Che cosa sono le esibizioni di “eroismo” di molti attivisti che anche davanti a una morte certa restano aggrappati al rifiuto del vaccino come “valore supremo”, se non un mascherare il proprio inconfessabile cedimento, un negare la morte del proprio desiderio? Vogliamo ricordare gli assembramenti organizzati ad arte per procurarsi l’infezione da Covid 19? Chi può dire che tra i cercatori di virus non ci fossero degli aspiranti – sottolineo, con tutta probabilità non consapevoli – al suicidio? Che importanza può avere per queste persone la salute collettiva se proprio dalla collettività vogliono ritirarsi? Che ci sia una rimozione, come dicono gli psicoanalisti, appare piuttosto probabile, e forse coinvolge molte persone. “Il vaccino è portatore di morte, esattamente ciò che io cerco rifiutandolo”, questo potrebbe essere il pensiero recondito di troppi adulti “sani e robusti”, magari di giovani padri di famiglia che si arrampicano sugli specchi e dicono no all’anestesista di terapia intensiva che li vorrebbe curare, in nome di una volontà inconfessabile di cui non sono nemmeno pienamente coscienti. 

 

Queste osservazioni – su cui forse meriterebbe  sviluppare almeno una discussione –, è difficile, se non ridicolo, farle stare vicino alle argomentazioni, che so, dei “filosofi di Torino” (la cosiddetta “commissione DuPre” che trovo una sorta di caput mortuum del pensiero occidentale, sulla quale valga per tutte la riflessione di Giacomo Marramao, HuffPost, 4.12.2021) o del Comitato Tecnico Scientifico nazionale (che fa ciò che deve) per il semplice fatto che la coscienza corre su altre strade rispetto a quelle della sofferenza psichica. E credo che qui stia il nodo vero della questione: la consapevolezza di un uso distorto del rischio di malattia richiederebbe un tipo di intervento sociale e medico specialistico particolarmente mirato alle persone più esposte, per le quali affrontare direttamente i rischi della pandemia si è trasformato in un angoscioso gioco di morte. Che cosa questo significhi e che cosa si possa fare subito diventa qualcosa di molto più grande di tutti noi messi assieme, e tuttavia sappiamo bene che dire le cose è di per sé un prezioso passo avanti sulla strada del reperimento delle soluzioni.
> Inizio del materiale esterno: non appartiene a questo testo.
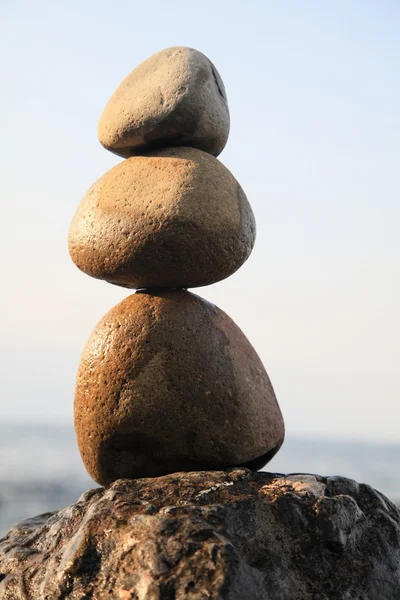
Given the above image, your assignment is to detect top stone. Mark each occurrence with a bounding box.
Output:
[98,46,229,158]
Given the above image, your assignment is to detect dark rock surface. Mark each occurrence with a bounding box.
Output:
[0,469,400,600]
Capire se e in che misura il cupio dissolvi agisca su alcuni sedicenti no-vax consentirebbe di spiegare (e derubricare) almeno una quota di “mancanza di senso della realtà” che oggi si attribuisce a queste persone. 

 

Tutto ciò è probabile che abbia a che fare con una precisa sensibilità contemporanea, una voglia di scherzare con il fuoco, per così dire, una pulsione negativa che negli ultimi due decenni, diciamo dall’11 settembre 2001, è andata ingigantendosi. Individui sempre più effimeri in una società sempre più effimera (l’epoca dei singoli, per dirla con Francesca Rigotti), in cui le occasioni di fragilità si infittiscono. Una società in cui l’esausta opulenza occidentale sembra liberarsi anche nelle sue versioni da esportazione planetarie. 

Se c’è anche una sola persona che accoglie il virus per andarsene, io penso che si debba intervenire affinché rimanga con tutti noi.